Indian researcher builds 3rd fastest super computer

Srinidhi’s supercomp third fastest

WASHINGTON: A supercomputer rigged up from off-the-shelf components by an Indian researcher at VirginiaTech has been ranked third in the TOP500 list of the world’s fastest machines released this weekend.

Srinidhi Varadarajan ‘s’ 1100-Apple Mac contraption cranked out more than 10 Teraflops (or trillion calculations per second) to place third behind the top-ranked Japanese Earth Simulator (35.86 TFlops) and the second-placed U.S. Department of Energy’s Los Alamos National Laboratory ASCI Q (13.88 TFlops), the gurus in the business announced at the annual supercomputing mela in Phoenix, Arizona.

The VirginiaTech achievement, reported in these columns last month, has been attracting wide attention at the jamboree. What was remarkable, the conference noted, was that Srinidhi and his team was able to build the system in less than four months for only $5.2 million – less than one tenth the average cost of comparable systems. Such a breakthrough could change the economics of supercomputing.

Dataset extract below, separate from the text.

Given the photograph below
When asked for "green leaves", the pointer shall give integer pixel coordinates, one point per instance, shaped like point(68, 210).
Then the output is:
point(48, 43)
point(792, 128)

VirginiaTech’s supercomputer is also, by far, the fastest machine ever owned by an educational institution. Most supercomputers in the Top25 are owned by government labs specializing in high-end research.

The latest Top500 list also showed that the most powerful supercomputer in India is not at C-Dac, Pune, as it is commonly believed, but with Intel India in Bangalore, whose X-series cluster IBM Xeon’s ran at 1.1 teraflops to place at 105th. C-Dac’s Param Padma came in at 258.

Outside the western world and Japan, which placed at the top, the most powerful machine was at the Chinese Academy of Science, whose DeepComp 6800 placed 14th.

There were few other changes in the top 10 list, but the supercomputing wizards noted that the list of cluster systems in the TOP10 has grown impressively to seven systems.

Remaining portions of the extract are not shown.